Several people at WMF are investigating. This is our public tracking area for this.


Version: unspecified
Severity: enhancement
URL: http://lists.wikimedia.org/pipermail/foundation-l/2010-October/061631.html

Details

Reference
bz25564

Event Timeline

bzimport raised the priority of this task from to Medium.Nov 21 2014, 11:21 PM
bzimport set Reference to bz25564.

This issue is currently being tracked here:
http://rt.wikimedia.org/Ticket/Display.html?id=328

(though there's no particular reason why this is confidential, so we may just move here.)

Here's some comments from our previous discussion:

Nimish: "We've changed the way banners are loaded from the centralnotice interface several times this month, and while we were testing some of these different methods we'd run blank banners on enwiki. This would mean that there were upto 3 extra resource requests per pageview during tests and during the actual fundraisers. Other than that, none of the logging infrastructure has changed."

He later added: " Hm...so the requests looked like php requests: bannerImpression.php?return=js&[...tracking parameters here...]

Would the script recognize these? I'm not sure of anything else we've done that would skew things otherwise."

erikzachte wrote:

As posted on foundation-l (I'll update here from now on)

The following two charts show daily page views as counted by our squid log
post-processing server.
Same data, with different time scales, one of 13, one for 34 months.

http://tinyurl.com/2w9pcub
http://tinyurl.com/3ytachh

As you can see there's been an instantaneous *reported* dramatic page view
increase on 9/27-9/28.

Mind you we have no idea yet whether these are actual extra messages
received or some internal artifact.

Incidentally the earlier server congestion on locke from mid November to mid
July also shows clearly.

It may be useful to generate this chart with regular intervals.

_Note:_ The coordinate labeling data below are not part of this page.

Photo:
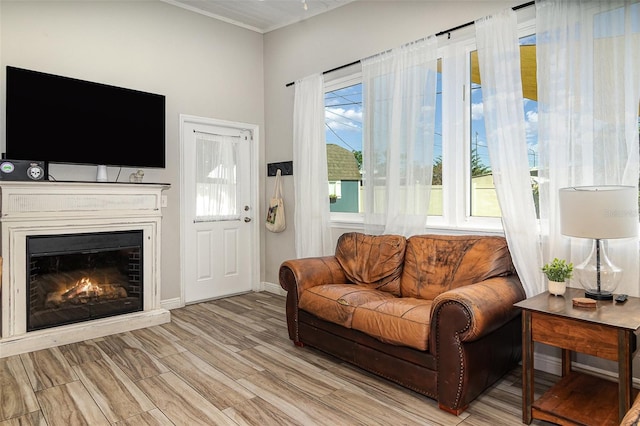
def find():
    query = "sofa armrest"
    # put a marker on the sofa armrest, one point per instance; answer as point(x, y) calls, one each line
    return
point(475, 336)
point(476, 310)
point(299, 274)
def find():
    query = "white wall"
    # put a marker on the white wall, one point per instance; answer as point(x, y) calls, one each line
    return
point(204, 67)
point(349, 33)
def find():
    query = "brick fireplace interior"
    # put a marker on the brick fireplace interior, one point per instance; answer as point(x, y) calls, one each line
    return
point(81, 277)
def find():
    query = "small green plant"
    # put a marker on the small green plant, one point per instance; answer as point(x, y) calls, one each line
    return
point(558, 270)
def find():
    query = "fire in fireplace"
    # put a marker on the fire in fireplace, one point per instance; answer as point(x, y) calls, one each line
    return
point(80, 277)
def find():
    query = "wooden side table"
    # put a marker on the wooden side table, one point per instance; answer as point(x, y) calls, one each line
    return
point(608, 331)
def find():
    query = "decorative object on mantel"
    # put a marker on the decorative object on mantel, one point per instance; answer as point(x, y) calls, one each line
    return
point(557, 272)
point(599, 212)
point(584, 302)
point(136, 177)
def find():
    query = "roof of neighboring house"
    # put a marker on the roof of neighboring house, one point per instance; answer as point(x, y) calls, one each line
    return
point(341, 164)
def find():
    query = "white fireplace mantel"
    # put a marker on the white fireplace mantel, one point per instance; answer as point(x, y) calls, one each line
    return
point(50, 208)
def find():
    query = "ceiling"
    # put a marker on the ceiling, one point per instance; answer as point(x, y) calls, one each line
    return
point(260, 15)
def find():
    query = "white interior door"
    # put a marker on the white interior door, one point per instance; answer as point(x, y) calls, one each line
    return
point(217, 210)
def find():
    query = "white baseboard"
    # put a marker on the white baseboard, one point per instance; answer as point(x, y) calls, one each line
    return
point(169, 304)
point(273, 288)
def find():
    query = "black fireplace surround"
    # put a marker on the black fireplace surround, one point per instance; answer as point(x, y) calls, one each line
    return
point(80, 277)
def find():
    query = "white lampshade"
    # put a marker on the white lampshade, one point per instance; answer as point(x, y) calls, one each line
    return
point(599, 212)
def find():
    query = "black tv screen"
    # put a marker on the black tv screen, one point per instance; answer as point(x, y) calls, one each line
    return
point(65, 120)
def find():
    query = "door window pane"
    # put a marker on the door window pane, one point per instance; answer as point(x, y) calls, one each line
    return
point(216, 183)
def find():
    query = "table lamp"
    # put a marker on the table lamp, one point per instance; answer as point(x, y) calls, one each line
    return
point(599, 212)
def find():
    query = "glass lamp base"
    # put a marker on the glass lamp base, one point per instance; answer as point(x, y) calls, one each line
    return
point(597, 274)
point(598, 295)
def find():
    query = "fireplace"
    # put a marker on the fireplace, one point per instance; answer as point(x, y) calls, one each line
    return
point(80, 260)
point(80, 277)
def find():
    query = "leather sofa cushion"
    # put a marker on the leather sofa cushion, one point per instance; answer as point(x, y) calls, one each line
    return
point(372, 260)
point(402, 321)
point(434, 263)
point(336, 302)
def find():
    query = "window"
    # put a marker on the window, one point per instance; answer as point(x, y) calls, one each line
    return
point(462, 194)
point(343, 126)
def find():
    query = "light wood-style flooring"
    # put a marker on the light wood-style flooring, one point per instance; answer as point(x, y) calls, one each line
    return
point(222, 362)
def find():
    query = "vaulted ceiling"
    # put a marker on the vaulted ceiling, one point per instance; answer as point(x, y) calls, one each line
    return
point(260, 15)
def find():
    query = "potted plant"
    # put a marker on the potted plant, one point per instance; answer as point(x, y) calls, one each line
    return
point(557, 272)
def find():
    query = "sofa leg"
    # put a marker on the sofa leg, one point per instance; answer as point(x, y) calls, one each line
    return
point(454, 411)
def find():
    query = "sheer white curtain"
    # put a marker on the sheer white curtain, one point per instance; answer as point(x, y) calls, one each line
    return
point(216, 182)
point(588, 96)
point(399, 94)
point(499, 59)
point(311, 217)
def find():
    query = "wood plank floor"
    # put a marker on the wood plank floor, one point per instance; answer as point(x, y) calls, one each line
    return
point(222, 362)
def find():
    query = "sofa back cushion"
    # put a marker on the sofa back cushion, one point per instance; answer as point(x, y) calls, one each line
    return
point(372, 260)
point(437, 263)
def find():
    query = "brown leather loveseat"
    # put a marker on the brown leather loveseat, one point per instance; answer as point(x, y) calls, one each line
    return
point(432, 313)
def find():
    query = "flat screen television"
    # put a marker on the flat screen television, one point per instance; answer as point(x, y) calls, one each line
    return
point(65, 120)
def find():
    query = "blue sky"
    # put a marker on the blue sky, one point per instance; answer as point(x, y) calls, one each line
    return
point(343, 115)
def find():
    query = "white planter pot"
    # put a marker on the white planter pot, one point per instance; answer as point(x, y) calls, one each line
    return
point(557, 288)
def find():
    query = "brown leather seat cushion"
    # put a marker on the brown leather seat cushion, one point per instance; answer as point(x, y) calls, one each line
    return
point(372, 260)
point(337, 302)
point(403, 321)
point(434, 263)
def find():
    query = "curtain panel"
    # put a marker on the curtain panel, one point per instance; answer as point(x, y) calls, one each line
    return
point(499, 60)
point(399, 95)
point(310, 178)
point(588, 97)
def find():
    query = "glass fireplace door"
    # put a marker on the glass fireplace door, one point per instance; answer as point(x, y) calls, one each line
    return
point(80, 277)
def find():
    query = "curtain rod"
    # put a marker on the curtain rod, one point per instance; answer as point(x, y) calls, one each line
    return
point(441, 33)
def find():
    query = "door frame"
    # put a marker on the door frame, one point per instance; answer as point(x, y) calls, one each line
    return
point(254, 200)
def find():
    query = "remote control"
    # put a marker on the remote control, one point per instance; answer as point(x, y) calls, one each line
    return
point(621, 298)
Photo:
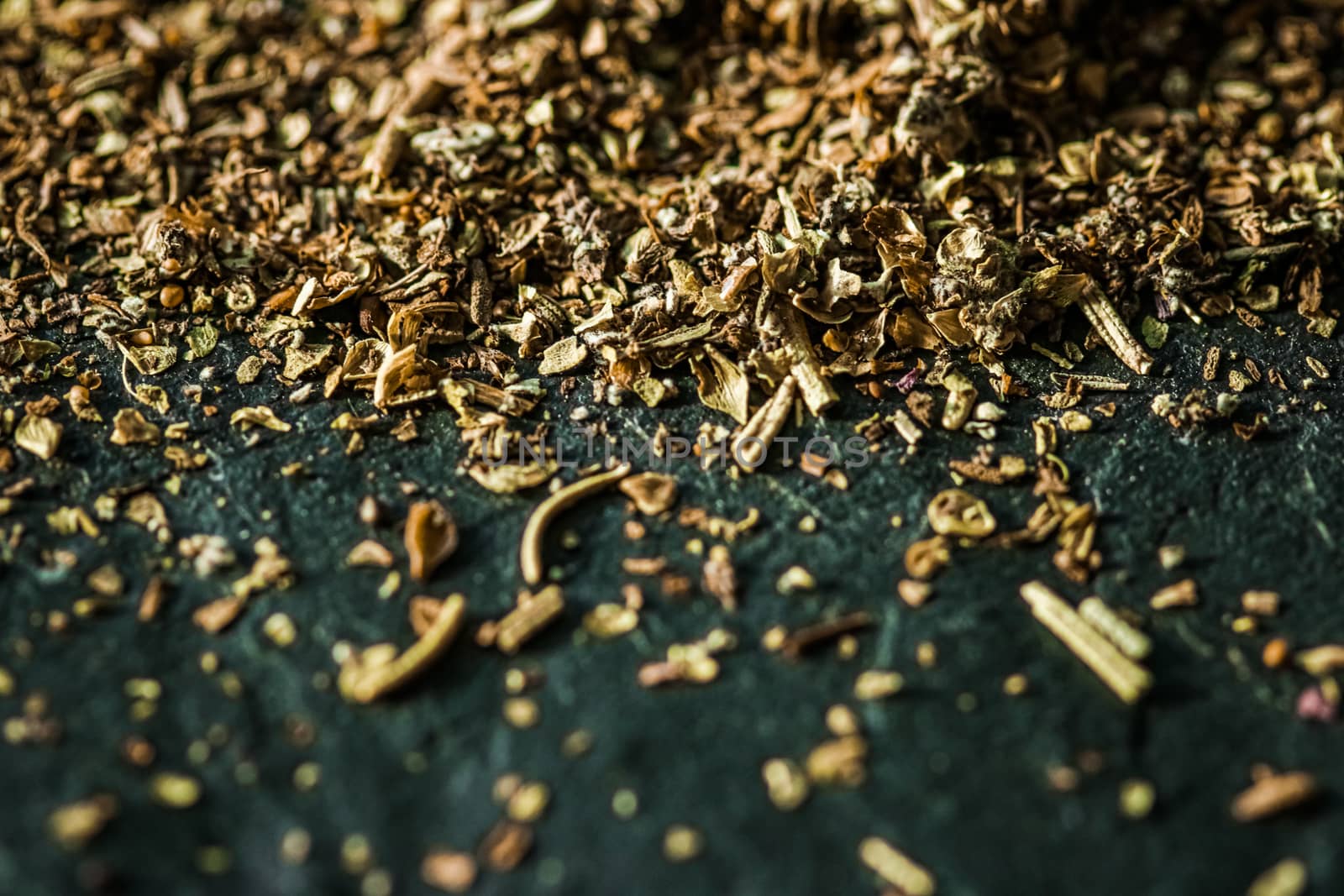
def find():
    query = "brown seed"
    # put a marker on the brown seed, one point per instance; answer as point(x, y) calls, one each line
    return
point(1273, 794)
point(506, 846)
point(430, 537)
point(652, 493)
point(958, 512)
point(151, 600)
point(914, 591)
point(1183, 594)
point(448, 871)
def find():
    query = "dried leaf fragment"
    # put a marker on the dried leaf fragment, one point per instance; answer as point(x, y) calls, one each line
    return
point(245, 418)
point(430, 537)
point(652, 493)
point(38, 436)
point(131, 427)
point(961, 513)
point(369, 674)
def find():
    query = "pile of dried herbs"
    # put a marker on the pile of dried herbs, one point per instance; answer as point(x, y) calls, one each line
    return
point(405, 208)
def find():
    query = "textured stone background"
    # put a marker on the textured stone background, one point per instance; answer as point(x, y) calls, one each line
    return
point(965, 793)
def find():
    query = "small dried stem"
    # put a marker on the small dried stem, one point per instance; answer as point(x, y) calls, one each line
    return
point(1121, 674)
point(1112, 329)
point(365, 681)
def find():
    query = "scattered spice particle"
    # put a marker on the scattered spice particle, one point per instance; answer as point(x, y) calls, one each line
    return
point(1287, 878)
point(448, 871)
point(1263, 604)
point(430, 537)
point(1182, 594)
point(897, 868)
point(1274, 794)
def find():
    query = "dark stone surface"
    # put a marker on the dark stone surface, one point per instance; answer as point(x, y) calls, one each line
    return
point(964, 792)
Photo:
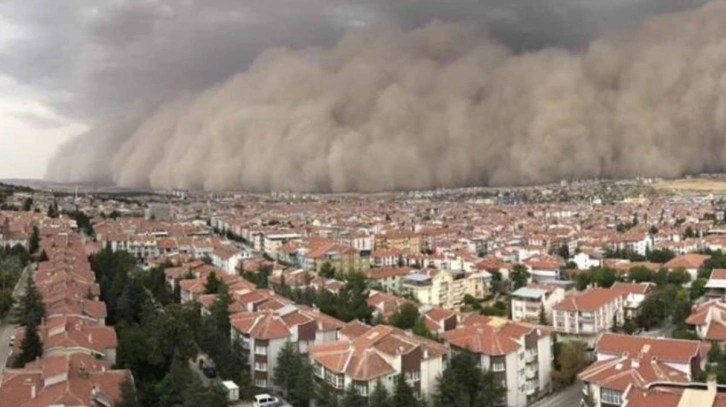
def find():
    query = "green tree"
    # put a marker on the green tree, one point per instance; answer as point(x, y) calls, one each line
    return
point(128, 393)
point(640, 274)
point(679, 276)
point(449, 391)
point(571, 361)
point(403, 394)
point(325, 397)
point(615, 326)
point(211, 286)
point(629, 326)
point(405, 316)
point(542, 316)
point(34, 241)
point(219, 313)
point(715, 354)
point(492, 392)
point(53, 210)
point(352, 398)
point(661, 256)
point(519, 276)
point(27, 204)
point(327, 270)
point(31, 347)
point(379, 397)
point(32, 309)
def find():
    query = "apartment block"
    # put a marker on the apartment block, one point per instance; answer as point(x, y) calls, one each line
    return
point(528, 302)
point(519, 355)
point(631, 362)
point(588, 313)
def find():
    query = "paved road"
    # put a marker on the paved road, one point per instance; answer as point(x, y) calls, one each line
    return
point(570, 397)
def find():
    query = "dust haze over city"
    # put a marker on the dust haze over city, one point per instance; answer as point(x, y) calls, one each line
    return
point(373, 95)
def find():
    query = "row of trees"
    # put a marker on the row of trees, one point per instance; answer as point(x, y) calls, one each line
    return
point(30, 315)
point(462, 383)
point(12, 261)
point(157, 338)
point(350, 303)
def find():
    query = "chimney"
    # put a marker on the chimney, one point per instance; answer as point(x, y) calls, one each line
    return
point(711, 383)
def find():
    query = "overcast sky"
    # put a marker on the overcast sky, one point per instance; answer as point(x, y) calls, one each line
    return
point(66, 65)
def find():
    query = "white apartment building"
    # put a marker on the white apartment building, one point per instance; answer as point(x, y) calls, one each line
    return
point(625, 363)
point(519, 355)
point(527, 302)
point(588, 313)
point(445, 288)
point(273, 241)
point(364, 356)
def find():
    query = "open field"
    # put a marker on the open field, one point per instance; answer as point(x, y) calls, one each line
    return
point(693, 184)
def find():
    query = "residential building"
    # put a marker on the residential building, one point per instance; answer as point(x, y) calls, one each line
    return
point(63, 380)
point(633, 294)
point(691, 262)
point(264, 332)
point(588, 313)
point(444, 288)
point(519, 355)
point(709, 320)
point(716, 285)
point(363, 356)
point(624, 362)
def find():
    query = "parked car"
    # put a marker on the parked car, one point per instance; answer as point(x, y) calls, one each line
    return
point(265, 400)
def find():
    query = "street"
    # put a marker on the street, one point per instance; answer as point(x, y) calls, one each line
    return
point(569, 397)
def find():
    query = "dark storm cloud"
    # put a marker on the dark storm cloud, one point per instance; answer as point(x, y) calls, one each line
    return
point(38, 121)
point(101, 56)
point(164, 83)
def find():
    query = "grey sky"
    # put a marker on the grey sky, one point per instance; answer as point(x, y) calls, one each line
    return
point(71, 64)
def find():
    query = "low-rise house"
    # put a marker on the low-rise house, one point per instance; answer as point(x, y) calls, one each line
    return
point(716, 285)
point(388, 279)
point(438, 320)
point(634, 295)
point(709, 320)
point(63, 380)
point(519, 355)
point(69, 335)
point(625, 362)
point(444, 288)
point(264, 333)
point(587, 259)
point(691, 262)
point(362, 357)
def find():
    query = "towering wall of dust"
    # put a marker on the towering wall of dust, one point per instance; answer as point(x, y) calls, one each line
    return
point(443, 105)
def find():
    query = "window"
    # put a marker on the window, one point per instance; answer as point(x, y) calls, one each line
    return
point(413, 376)
point(318, 370)
point(611, 396)
point(361, 388)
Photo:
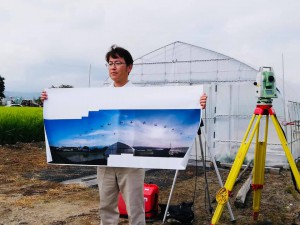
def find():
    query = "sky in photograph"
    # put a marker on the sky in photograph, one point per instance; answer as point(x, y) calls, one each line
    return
point(54, 42)
point(154, 128)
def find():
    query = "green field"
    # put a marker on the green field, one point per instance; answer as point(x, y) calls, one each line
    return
point(21, 124)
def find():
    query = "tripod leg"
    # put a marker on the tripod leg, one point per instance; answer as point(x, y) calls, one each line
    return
point(287, 151)
point(222, 195)
point(259, 170)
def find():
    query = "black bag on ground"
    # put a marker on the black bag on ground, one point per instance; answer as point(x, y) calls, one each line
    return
point(182, 212)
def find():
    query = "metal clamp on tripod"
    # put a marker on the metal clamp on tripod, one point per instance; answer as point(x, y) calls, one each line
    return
point(265, 83)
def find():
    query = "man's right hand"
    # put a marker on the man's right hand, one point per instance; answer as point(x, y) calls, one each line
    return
point(44, 96)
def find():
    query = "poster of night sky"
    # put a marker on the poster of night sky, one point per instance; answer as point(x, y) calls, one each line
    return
point(145, 137)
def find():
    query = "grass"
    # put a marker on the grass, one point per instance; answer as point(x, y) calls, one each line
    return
point(21, 124)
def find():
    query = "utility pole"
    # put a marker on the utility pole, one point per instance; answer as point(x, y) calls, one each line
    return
point(90, 75)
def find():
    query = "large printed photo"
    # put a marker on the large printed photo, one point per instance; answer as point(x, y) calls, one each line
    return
point(128, 127)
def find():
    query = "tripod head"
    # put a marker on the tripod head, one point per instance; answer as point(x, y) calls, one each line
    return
point(266, 86)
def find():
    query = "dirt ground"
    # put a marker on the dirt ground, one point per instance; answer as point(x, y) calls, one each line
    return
point(30, 193)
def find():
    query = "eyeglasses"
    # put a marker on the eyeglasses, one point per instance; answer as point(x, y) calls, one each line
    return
point(117, 64)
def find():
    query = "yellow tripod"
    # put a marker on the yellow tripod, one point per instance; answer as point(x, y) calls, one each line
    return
point(224, 193)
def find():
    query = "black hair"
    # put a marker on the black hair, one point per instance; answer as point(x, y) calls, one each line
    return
point(116, 52)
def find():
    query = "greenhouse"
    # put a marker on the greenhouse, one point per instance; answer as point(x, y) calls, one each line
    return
point(231, 102)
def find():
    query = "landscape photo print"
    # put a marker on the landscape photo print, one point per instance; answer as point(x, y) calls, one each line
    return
point(148, 127)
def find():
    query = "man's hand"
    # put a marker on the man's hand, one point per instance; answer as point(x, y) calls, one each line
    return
point(44, 96)
point(203, 99)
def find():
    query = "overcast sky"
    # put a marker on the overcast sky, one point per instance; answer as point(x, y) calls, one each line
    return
point(53, 42)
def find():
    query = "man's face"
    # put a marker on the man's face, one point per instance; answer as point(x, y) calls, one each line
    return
point(118, 70)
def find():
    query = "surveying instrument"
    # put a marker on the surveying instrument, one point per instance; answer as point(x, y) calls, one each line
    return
point(266, 91)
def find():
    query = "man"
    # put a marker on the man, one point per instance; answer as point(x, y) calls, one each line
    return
point(112, 180)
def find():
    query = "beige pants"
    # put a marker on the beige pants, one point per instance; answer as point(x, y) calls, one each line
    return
point(130, 181)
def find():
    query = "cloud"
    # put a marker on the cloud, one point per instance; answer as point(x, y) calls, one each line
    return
point(54, 42)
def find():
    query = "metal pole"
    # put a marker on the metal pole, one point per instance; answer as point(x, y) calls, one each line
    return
point(220, 180)
point(90, 75)
point(170, 196)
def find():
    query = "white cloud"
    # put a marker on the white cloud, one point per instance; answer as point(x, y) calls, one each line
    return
point(54, 42)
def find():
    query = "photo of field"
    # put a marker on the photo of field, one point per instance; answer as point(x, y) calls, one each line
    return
point(141, 133)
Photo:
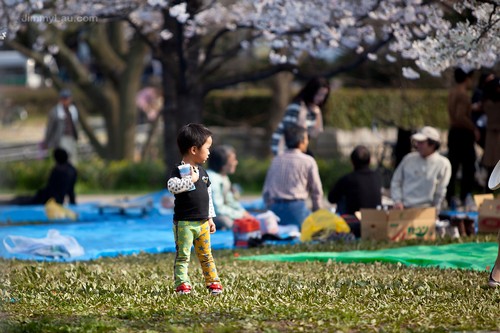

As Domas mentioned on IRC, the cause is glaringly obvious: CentralNotice uses a special page to load JS from: http://en.wikipedia.org/wiki/Special:BannerController?283-4 . This page is therefore getting lots and lots of hits on every wiki: see http://stats.grok.se/en/201010/Special%3ABannerController and http://stats.grok.se/en/201009/Special%3ABannerController .

Assigning to Kaldari, who has agreed to fix this if someone will definitively confirm that changing this URL:
http://en.wikipedia.org/wiki/Special:BannerController

...to this:
http://en.wikipedia.org/w/index.php?title=Special:BannerController

...will fix the problem.

Update: Roan confirmed that changing the call should fix the problem. The issue is that /a/webstats/bin/filter needs to be able to recognize a page as something *not* to log. The current (undocumented?) convention for doing that is to use w/index.php?title=Special:Foo instead of wiki/Special:Foo . The source code for /a/webstats/bin/filter is (I believe):
http://svn.wikimedia.org/viewvc/mediawiki/trunk/webstatscollector/filter.c?view=markup

...which based on my skimming, seems right (parse_url returns false if there's no "/wiki" part).

So, the ball is currently in Ryan K's court to fix this. Since this is a fix that affects quite a few production scripts, it could be a bit before we get it rolled out, but we've not locked down on a plan yet.

I have a fix for this checked in now (r75181 and r75222). I'll try to get it tested and pushed out on Monday if possible. This should fix the stats issue on all wikis except for meta. I'm going to do the fix for meta separately since it is less critical and more difficult to implement.

To explain, the stats on meta are currently extra inflated while a centralNotice campaign is actually running. To fix it, however, I'll need Tomasz or someone else to change a config setting at the same time that we deploy a code fix. If the first fix goes smoothly, I'll try to fix meta immediately afterward.

Just pending code review and then we can get this out.

Still working on an issue with Roan. We can probably get this pushed out after I hear back from him.

The code is ready, but we missed our window for deploying it. We'll have to wait until after the All Staff Meeting :(

Tentatively scheduled for 11/1 afternoon PDT.

ngautam wrote:

Checked, the new URLS as they appear on test.wikipedia are filtered correctly by the fliter on locke.

I've checked in the 2nd part of the fix, for fixing the stats on meta. I have to coordinate with Tomasz for deployment since it requires changing a centralNotice config var first on the live servers.

[mass-moving wikistats reports from Wikimedia→Statistics to Analytics→Wikistats to have stats issues under one Bugzilla product (see bug 42088) - sorry for the bugspam!]